Contemporary Body Horror Directors
Julia Ducournau, who directed *Titane* (2021) and *Raw* (2016), is currently the most prominent filmmaker working in this register, and both her films offer the closest modern parallels to what Fargeat accomplishes in *The Substance*. Ducournau builds entire narrative worlds where bodily impossibility is possible, where the grotesque is treated with absolute seriousness.
If you respond to *The Substance*, both *Raw* and *Titane* should be immediate priorities. David Cronenberg invented the language of body horror cinema in the 1980s and early 1990s; *Videodrome*, *The Fly*, and *Naked Lunch* (1991) remain his most accomplished work in this vein. His later films, including *Crimes of the Future* (2022), continue exploring bodily transformation, though with more measured pacing and less visceral impact than his earlier work.
Where to Find These Films
Some of these films come with content warnings beyond general gore advisories: *Raw* includes sexual assault and disturbing imagery of trauma; *Titane* involves graphic violence and sexual assault; *Teeth* centers on genital mutilation as both literal fact and metaphor. These aren’t arbitrary warnings—they’re central to what each film explores, but they’re worth considering before committing several hours to watching them.
- Videodrome* streams on various platforms depending on region but is most reliably found through Arrow Video’s physical media release or on specialty streaming services. *The Fly* is widely available through major streaming services and remains in print on physical media. *Raw* premiered at film festivals and is available through specialty services; it’s sometimes difficult to find through conventional streaming. *Teeth* has similar availability challenges—it’s not on major platforms consistently but appears on Criterion Channel and specialty horror services. *Titane* received theatrical distribution and is available through digital rental services but less common on subscription platforms; it’s worth purchasing or renting individually given its status as a significant recent work in the genre.
Frequently Asked Questions
Is *Raw* as disturbing as *The Substance*?
Different type of disturbing. *Raw* focuses on cannibal awakening and assault, *The Substance* on aging anxiety and beauty standards. Both deploy grotesque imagery, but target different fears. *Raw* is shorter (99 minutes), *The Substance* longer (141 minutes), so *Raw* may feel more concentrated.

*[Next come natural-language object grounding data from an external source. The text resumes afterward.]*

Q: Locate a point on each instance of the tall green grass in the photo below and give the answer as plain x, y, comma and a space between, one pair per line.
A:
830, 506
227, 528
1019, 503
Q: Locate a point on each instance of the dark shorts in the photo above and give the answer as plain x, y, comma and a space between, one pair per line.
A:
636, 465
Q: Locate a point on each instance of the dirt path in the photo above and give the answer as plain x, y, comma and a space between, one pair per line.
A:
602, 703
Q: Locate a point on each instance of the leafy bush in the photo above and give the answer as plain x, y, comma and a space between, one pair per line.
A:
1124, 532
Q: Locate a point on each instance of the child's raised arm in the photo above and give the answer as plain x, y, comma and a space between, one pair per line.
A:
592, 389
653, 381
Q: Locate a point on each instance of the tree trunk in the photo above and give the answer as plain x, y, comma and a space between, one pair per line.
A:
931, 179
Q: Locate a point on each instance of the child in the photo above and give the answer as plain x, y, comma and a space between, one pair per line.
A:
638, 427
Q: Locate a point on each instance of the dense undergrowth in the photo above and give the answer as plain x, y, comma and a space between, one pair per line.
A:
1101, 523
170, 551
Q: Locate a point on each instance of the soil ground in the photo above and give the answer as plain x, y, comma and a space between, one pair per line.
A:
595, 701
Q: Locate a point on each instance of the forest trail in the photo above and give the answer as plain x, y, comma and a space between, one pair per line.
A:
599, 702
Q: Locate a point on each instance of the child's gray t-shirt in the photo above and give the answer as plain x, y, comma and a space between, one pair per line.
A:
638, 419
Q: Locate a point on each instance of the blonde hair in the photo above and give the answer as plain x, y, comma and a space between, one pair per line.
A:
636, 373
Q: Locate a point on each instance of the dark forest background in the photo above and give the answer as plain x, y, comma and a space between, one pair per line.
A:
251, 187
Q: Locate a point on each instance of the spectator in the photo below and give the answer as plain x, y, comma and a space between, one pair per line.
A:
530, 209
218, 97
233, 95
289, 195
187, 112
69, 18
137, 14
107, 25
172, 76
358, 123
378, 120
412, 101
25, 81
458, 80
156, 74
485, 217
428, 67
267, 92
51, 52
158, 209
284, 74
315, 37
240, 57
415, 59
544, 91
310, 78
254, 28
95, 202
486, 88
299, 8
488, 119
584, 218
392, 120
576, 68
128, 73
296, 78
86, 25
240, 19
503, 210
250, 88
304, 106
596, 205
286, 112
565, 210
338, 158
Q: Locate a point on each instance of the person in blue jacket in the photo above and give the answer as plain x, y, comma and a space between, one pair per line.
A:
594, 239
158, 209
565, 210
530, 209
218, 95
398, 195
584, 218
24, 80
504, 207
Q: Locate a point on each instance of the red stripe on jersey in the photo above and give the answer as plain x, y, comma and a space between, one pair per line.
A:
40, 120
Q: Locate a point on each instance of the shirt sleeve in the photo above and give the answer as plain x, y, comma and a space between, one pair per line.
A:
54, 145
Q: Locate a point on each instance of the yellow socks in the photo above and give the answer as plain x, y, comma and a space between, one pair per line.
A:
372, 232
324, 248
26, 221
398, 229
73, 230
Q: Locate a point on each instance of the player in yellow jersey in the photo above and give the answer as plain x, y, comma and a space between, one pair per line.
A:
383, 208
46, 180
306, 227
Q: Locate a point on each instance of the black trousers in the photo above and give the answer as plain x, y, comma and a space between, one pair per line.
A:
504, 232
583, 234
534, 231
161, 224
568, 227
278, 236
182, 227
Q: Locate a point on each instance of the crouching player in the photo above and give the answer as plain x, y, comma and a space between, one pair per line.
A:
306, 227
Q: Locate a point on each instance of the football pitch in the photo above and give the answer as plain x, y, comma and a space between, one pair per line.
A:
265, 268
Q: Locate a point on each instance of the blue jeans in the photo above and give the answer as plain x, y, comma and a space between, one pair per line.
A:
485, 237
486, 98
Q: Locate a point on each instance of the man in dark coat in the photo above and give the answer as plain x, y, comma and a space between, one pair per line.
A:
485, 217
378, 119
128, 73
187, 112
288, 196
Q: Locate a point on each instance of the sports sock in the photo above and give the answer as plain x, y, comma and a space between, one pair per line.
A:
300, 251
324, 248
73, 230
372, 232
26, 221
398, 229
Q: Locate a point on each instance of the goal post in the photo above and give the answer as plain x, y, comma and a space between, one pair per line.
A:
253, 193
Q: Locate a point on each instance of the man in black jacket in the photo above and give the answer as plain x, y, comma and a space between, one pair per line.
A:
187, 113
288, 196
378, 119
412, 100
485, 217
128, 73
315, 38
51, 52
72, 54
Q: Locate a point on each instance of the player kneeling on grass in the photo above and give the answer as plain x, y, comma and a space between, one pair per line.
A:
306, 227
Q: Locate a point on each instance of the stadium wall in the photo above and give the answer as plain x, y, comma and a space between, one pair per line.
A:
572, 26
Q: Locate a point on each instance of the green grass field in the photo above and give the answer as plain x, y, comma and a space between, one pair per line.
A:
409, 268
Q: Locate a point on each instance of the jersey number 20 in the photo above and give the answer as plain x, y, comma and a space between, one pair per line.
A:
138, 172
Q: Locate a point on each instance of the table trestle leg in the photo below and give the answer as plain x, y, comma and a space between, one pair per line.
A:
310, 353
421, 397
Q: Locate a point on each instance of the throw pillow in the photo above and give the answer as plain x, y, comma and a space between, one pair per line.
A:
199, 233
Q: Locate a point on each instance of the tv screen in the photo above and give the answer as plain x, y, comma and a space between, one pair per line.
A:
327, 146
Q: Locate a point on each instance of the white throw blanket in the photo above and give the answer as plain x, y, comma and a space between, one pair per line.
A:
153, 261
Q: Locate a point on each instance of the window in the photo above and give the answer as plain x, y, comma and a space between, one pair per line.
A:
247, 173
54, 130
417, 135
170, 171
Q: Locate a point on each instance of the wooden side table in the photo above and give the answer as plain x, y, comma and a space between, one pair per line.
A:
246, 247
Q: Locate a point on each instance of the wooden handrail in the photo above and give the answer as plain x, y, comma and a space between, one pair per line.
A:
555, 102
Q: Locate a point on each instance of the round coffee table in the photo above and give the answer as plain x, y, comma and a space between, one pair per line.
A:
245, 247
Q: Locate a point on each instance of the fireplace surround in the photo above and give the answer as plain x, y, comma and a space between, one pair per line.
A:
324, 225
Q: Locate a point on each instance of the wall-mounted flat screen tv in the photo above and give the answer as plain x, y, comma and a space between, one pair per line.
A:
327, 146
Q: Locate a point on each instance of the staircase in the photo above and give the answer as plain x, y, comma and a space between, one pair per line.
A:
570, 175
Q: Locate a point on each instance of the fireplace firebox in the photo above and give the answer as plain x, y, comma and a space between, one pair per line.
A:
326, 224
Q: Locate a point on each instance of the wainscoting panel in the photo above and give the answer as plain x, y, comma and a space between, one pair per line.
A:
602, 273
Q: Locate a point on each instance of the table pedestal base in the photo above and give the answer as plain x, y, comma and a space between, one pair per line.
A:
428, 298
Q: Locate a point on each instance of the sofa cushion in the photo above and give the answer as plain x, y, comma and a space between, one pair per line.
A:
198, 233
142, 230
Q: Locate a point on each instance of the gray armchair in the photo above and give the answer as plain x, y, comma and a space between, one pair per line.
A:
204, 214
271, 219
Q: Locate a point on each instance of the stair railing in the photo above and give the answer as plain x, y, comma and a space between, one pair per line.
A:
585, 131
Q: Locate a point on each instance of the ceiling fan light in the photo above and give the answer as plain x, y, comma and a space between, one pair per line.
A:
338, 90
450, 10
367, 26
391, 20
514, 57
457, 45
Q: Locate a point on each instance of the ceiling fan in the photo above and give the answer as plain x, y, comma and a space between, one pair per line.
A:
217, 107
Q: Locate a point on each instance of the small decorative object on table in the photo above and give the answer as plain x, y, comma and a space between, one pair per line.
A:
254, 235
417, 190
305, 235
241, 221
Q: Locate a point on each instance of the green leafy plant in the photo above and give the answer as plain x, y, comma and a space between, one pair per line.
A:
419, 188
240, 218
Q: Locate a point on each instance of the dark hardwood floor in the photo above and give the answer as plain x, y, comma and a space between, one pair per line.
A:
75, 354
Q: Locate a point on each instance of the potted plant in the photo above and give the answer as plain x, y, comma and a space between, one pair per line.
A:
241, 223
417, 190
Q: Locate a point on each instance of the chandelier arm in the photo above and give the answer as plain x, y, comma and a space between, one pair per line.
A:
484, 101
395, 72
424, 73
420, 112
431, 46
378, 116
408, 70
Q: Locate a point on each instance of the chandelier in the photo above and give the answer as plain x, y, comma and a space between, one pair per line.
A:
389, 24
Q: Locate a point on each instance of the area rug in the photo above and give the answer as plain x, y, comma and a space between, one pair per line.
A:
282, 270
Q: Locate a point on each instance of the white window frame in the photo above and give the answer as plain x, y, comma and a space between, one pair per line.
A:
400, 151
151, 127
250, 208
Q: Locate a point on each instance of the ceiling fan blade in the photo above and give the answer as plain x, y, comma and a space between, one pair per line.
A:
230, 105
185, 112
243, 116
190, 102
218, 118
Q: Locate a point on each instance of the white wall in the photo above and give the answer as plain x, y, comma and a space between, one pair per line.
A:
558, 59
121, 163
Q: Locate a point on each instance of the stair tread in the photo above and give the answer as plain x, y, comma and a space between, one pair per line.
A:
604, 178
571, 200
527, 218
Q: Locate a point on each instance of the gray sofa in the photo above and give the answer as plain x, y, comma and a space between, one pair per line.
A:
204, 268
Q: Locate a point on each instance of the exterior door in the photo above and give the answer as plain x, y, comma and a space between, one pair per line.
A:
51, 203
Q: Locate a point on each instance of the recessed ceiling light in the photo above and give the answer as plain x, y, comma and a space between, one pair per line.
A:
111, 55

Can I watch *Titane* without having seen *Raw*?
Yes—they’re separate films with different stories. Both are directed by Julia Ducournau and share thematic concerns with bodily transformation, but they don’t reference each other or require prior knowledge.
Which film is closest in tone to *The Substance*?
*Videodrome* and *Titane* most closely match its combination of relentless pacing, philosophical weight, and refusal to provide comfort or resolution. Both demand active viewing rather than passive consumption.
Are any of these available on mainstream platforms like Netflix?
Not consistently. Availability varies by region and changes frequently. *The Fly* (1986) is most likely to be present on major services. *Raw*, *Titane*, and *Teeth* are typically found on specialty services or through rental.
Do these films have conventional endings?
No. *Videodrome*, *Raw*, *Teeth*, and *Titane* all conclude on ambiguous or bleak notes. *The Fly* (1986) has a more definitive ending, but still tragic rather than redemptive. If you need narrative closure, these won’t satisfy that need.
Which should I watch first after *The Substance*?
Start with *The Fly* (1986) if you want strong narrative structure alongside body horror, or *Raw* if you want contemporary filmmaking with similar visceral commitment. *Videodrome* and *Titane* demand more patience on second viewing.